Yes, context is really important. But:JS Bach made a whole raft of music, and quite a large fraction of it was religiously inspired. In spite of that it is perfectly possible to appreciate it at a deep emotional level without that particular spiritual connection. This is the genius of art to me: that it opens up an emotional channel between two individual separated by time and space and manages to convey a feeling, as clear as day.
Take U2's October as a nice example. (You mentioned Zombie, incidentally one of my favorites, the anger and frustration in there never fail to hit me, I can't listen to it too often for that reason), superficially it is a very simple set of lyrics (8 lines I think) and an even simpler set of chords. And yet: it moves me. And I doubt any AI would have come up with it or even a close approximation if it wasn't part of the input. That's why I refuse to call AI generated stuff art. It's content, not art.
> And yet: it moves me. And I doubt any AI would have come up with it or even a close approximation if it wasn't part of the input.
I would have thought similarly, but actually feeding 19th century poems to Suno and iterating on the prompts several times I got some results that moved me emotionally, as in, listening/reading the words with this musical presentation enhanced my appreciation of the poems and it felt more visceral. Like making angry revolutionary poems into grunge brought it closer and less of a "histoic", "bookish", "dusty" thing.
That's a poster case for it being derivative works then. And of course, the more concentrated the input mixture the bigger the chance of some of that emotion leaking through.
I think there is a great case to be made here using purely synthetic sounds as the basis for emotion. Vangelis (Soil festivities), Klaus Doldinger (Skyscape) are great examples. These are sounds that have been produced exclusively by the mind and in spite of there not being a physical instrument involved they manage to convey imagery and emotion extremely effectively. This is technology used as an enabler. I've yet to come across someone using AI tech in the same liberating manner unlocking novel imaginary constructs in the way that those two did.

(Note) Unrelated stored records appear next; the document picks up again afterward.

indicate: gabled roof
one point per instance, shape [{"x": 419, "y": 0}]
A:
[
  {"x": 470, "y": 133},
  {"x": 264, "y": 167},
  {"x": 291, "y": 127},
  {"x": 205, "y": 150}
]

Take U2's October as a nice example. (You mentioned Zombie, incidentally one of my favorites, the anger and frustration in there never fail to hit me, I can't listen to it too often for that reason), superficially it is a very simple set of lyrics (8 lines I think) and an even simpler set of chords. And yet: it moves me. And I doubt any AI would have come up with it or even a close approximation if it wasn't part of the input. That's why I refuse to call AI generated stuff art. It's content, not art.